The rebellious Flynn ran away to New Guinea at the age of eighteen where for several years
he worked on a range of jobs, including sanitation inspector, police inspector and copra
plantation overseer, constable, gold miner and guide up the dangerous Sepik River. In 1930,
Flynn returned to Sydney and purchased a boat, and he and three friends embarked upon a
seven-month voyage to New Guinea. Upon arrival, Flynn became the overseer of a tobacco
plantation and also wrote a column for the Sydney Bulletin.
In 1933, back in Australia, Flynn's introduction to acting came via an Australian film
producer who happened to see photographs of the extraordinarily good-looking young man
and had him cast as Fletcher Christian in the low-budget docudrama In the Wake of the
Bounty (1933). Errol Flynn ranked among Hollywood's most popular and highly paid stars from the mid-'30s through the early '40s, and his costume adventures thrilled audiences around the world.
The film, which deals with his pre Hollywood life, happily prioritises embellishing legend
over recreating life.

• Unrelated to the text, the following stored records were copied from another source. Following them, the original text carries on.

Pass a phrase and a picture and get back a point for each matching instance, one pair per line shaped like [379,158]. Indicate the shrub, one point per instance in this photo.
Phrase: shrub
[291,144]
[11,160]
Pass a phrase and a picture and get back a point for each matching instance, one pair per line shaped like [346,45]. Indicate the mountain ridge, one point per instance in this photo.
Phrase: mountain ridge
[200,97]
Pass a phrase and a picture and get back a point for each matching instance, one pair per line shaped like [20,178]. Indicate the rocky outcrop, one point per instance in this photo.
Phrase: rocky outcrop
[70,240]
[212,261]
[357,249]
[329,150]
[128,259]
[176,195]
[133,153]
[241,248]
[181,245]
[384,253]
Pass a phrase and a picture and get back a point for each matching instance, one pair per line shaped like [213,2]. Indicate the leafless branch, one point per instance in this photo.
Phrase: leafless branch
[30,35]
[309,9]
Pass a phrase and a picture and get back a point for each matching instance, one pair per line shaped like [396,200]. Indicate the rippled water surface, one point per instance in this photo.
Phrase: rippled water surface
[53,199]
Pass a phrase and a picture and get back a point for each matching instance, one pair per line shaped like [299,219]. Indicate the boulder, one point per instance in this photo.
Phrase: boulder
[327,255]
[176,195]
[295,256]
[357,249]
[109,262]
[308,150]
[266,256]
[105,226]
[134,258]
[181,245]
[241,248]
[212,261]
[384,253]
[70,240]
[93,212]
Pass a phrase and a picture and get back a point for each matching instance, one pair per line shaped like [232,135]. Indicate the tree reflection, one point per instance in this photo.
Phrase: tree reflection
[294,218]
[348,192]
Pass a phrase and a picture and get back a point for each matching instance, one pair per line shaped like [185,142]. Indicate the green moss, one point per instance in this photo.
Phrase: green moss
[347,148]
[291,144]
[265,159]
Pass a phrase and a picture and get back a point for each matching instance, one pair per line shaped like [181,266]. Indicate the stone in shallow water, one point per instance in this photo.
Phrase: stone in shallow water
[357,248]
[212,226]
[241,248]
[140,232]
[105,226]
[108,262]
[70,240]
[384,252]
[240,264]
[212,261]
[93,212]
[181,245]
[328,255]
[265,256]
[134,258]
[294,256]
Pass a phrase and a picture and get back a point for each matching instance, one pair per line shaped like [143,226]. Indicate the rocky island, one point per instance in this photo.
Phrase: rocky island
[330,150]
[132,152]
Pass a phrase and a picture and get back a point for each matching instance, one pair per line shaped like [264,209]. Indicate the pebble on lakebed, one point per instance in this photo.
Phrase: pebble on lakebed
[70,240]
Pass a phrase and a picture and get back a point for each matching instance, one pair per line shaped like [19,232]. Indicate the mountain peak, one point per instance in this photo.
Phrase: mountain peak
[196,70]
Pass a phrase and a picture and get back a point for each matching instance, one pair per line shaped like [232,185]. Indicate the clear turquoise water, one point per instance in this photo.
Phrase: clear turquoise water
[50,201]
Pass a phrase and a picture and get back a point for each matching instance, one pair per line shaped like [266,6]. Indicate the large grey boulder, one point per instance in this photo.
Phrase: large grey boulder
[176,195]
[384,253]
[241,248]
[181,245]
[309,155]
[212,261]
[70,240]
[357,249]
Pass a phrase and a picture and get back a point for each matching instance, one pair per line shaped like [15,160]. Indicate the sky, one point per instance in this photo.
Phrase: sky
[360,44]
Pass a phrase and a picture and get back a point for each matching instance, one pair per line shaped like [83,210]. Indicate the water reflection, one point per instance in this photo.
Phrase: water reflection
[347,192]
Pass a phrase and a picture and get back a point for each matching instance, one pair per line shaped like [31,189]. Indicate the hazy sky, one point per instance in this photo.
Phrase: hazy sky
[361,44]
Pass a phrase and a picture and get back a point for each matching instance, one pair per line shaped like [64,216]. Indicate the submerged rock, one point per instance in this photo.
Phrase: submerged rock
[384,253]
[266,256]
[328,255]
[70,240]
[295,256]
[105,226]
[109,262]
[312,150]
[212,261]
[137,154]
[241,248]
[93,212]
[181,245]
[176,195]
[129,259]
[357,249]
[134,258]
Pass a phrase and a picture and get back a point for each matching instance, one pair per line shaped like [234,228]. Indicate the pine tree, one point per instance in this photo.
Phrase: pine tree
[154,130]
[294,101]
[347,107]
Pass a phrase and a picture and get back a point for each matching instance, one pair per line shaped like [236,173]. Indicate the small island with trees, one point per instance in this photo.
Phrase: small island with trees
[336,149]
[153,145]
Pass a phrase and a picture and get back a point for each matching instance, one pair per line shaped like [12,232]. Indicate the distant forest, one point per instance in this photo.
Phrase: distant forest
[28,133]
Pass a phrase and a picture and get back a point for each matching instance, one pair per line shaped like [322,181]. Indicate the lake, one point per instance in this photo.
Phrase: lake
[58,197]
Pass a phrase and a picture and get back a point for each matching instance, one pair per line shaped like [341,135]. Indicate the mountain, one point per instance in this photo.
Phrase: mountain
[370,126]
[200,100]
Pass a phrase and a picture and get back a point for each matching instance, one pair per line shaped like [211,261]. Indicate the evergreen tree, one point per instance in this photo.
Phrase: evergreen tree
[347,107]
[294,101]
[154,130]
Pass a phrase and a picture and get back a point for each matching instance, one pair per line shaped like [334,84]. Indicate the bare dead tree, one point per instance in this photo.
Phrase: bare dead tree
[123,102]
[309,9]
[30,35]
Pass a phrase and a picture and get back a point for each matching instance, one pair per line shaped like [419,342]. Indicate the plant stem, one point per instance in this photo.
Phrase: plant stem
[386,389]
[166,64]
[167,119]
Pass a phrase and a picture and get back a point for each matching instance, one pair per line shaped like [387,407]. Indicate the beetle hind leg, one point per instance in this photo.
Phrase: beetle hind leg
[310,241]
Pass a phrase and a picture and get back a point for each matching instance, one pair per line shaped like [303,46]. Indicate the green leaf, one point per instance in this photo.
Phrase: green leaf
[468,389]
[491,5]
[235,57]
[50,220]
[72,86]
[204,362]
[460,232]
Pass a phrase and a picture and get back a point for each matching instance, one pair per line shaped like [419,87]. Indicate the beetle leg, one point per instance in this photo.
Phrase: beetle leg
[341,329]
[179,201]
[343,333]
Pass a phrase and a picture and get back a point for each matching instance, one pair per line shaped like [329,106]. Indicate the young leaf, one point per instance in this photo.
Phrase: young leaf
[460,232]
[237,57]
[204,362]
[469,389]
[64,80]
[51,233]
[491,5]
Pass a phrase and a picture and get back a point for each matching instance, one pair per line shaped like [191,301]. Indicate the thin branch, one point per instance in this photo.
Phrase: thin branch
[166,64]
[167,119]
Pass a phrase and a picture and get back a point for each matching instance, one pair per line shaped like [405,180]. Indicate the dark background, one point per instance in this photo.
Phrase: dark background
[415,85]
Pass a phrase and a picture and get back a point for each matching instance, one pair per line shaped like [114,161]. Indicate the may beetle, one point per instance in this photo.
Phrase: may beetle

All the cast are slightly (and quite deliberately) over the top to accommodate the film’s tone, which is sort of real and sort of not: historical drama by way of Saturday matinee.
Cocquerel leads the cast with an appealing and slightly cartoonish performance that has
more than a whiff of Indiana Jones about it. David Wenham arrives 45 minutes in to steal
the show as the fictitious Christian Travers, mayor – and priest – of Townsville. With a
pencil-thin curly moustache and the suspicious, flustered demeanour of a vaudeville hack,
Wenham is irresistibly eccentric.
Many consider Captain Blood to be his best film.